VOICES: The Employee Free Choice Act and workers' rights
By Charlie Key, Georgia Online News Service
Finally the opponents of workers having a real "choice" to unionize are letting up on the lie they been trying to sell about unions trying to take away a worker's right to vote. People are beginning to understand that over- paid corporate CEOs and their over paid consultants with their alligator briefcases and eel skin boots effectively stole workers' right to vote for union representation 30 years ago. They also understand that the CEOs and their cronies can't possibly have the best interest of working families at heart. Thomas Donahue, president and CEO of the National Chamber of Commerce, touched lightly on that lie in his opinion piece in the Atlanta Journal-Constitution but he quickly moved on to the new lie that "government is going to take over contract negotiations between union and management."
There are several nuances to this lie. It tries to once again say that the legislation will take away workers' "right" to vote by saying the government, "would then write and hand down the union contract." It would be real easy to preserve employees' rights to vote on a contract; just negotiate one in good faith and the employees would vote. But overpaid CEOs and their overpaid consultants all too often deny employees the opportunity to ever vote on a contract. Nothing in the short (9 pages of double spaced type on pages with wide margins) says that the arbitrator or arbitration panel would be a "federal authority".

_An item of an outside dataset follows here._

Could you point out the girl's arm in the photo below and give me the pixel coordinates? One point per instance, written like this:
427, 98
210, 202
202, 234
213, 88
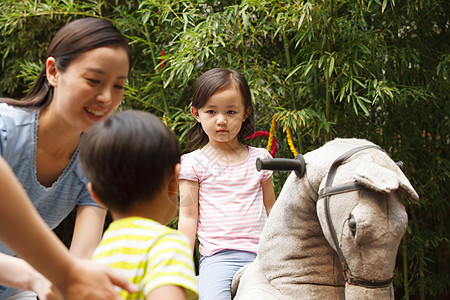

The law says, "...an arbitration board established in accordance with such regulation as may be prescribed by the (Federal Mediation) Service." The Service may very well prescribe a panel of arbitrators comprised of some of the thousands of labor arbitrators practicing today and by the time honored method of selecting such arbitrators. A process of striking from a larger panel until only the needed number remains. Or the Service may establish panels comprised of private experts in various fields and industries so the panel would know what wages and fringes and contract language that might be appropriate for the industry.
I seriously doubt that there will be some ominous federal panel in D.C. that is completely devoid of real world understanding "writing and handing down" contracts with no input from labor or management.
Arbitration is not the union's preferred method for settling contracts but it is preferred over no contract. After decades of studying arbitrators decisions I have seldom seen large numbers of split-the-baby decisions. I am happy to see so many corporate CEOs all of a sudden interested in democracy in the workplace, particularly since so many of them have been fighting tooth and nail to deny workers the opportunity to vote on union representation and then, if they were somehow able to actually get an election fight, to make sure they never get the opportunity to vote on a contract.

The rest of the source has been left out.